Objective To assess the use of proton pump inhibitors (PPIs) to treat persistent throat symptoms. Design Pragmatic, double blind, placebo controlled, randomised trial. Setting Eight ear, nose, and throat outpatient clinics, United Kingdom. Participants 346 patients aged 18 years or older with persistent throat symptoms who were randomised according to recruiting centre and baseline severity of symptoms (mild or severe): 172 to lansoprazole and 174 to placebo. Intervention Random blinded allocation (1:1) to either 30 mg lansoprazole twice daily or matched placebo twice daily for 16 weeks. Main outcome measures Primary outcome was symptomatic response at 16 weeks measured using the total reflux symptom index (RSI) score. Secondary outcomes included symptom response at 12 months, quality of life, and throat appearances. Results Of 1427 patients initially screened for eligibility, 346 were recruited. The mean age of the study sample was 52.2 (SD 13.7) years, 196 (57%) were women, and 162 (47%) had severe symptoms at presentation; these characteristics were balanced across treatment arms. The primary analysis was performed on 220 patients who completed the primary outcome measure within a window of 14-20 weeks. Mean RSI scores were similar between treatment arms at baseline: lansoprazole 22.0 (95% confidence interval 20.4 to 23.6) and placebo 21.7 (20.5 to 23.0). Improvements (reduction in RSI score) were observed in both groups—score at 16 weeks: lansoprazole 17.4 (15.5 to19.4) and placebo 15.6 (13.8 to 17.3). No statistically significant difference was found between the treatment arms: estimated difference 1.9 points (95% confidence interval −0.3 to 4.2 points; P=0.096) adjusted for site and baseline symptom severity.

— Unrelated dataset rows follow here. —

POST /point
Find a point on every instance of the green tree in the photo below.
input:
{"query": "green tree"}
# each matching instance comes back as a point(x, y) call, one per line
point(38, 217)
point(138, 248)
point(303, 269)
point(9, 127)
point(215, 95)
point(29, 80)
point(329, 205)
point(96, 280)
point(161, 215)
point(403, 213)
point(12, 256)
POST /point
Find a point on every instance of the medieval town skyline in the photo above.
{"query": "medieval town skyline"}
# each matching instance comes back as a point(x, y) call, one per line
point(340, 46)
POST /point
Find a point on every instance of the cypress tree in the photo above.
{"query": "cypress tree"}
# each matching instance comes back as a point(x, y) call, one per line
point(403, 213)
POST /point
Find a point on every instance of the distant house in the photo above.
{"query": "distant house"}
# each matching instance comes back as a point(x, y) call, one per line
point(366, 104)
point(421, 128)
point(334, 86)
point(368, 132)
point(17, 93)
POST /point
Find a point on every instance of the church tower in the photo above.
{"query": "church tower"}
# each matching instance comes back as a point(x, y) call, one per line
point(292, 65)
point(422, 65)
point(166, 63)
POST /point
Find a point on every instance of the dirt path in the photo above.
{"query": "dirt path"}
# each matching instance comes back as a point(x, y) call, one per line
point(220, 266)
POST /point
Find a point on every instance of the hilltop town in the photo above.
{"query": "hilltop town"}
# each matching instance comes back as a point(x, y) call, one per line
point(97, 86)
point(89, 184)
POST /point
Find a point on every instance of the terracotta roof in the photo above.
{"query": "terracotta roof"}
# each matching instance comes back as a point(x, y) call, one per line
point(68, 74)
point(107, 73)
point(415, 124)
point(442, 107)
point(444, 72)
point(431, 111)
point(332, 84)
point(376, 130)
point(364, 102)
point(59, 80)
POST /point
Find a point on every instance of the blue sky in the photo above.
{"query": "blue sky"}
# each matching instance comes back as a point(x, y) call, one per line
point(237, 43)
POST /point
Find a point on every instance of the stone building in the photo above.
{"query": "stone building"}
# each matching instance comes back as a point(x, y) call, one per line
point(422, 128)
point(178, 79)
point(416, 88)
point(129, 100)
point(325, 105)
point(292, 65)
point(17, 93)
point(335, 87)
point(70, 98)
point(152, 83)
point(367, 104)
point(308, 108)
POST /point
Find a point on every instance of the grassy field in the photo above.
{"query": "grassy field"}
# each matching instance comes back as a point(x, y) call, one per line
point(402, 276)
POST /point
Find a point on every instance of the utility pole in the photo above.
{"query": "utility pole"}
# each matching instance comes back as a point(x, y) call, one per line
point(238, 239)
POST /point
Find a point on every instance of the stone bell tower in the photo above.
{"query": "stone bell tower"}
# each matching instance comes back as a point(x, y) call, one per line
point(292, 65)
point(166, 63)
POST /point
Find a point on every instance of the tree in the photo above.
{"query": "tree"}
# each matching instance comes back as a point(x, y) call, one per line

Lansoprazole showed no benefits over placebo for any secondary outcome measure, including RSI scores at 12 months: lansoprazole 16.0 (13.6 to 18.4) and placebo 13.6 (11.7 to 15.5): estimated difference 2.4 points (−0.6 to 5.4 points). Conclusions No evidence was found of benefit from PPI treatment in patients with persistent throat symptoms. RSI scores were similar between the lansoprazole and placebo groups after 16 weeks of treatment and at the 12 month follow-up. Trial registration ISRCTN Registry ISRCTN38578686 and EudraCT 2013-004249-17.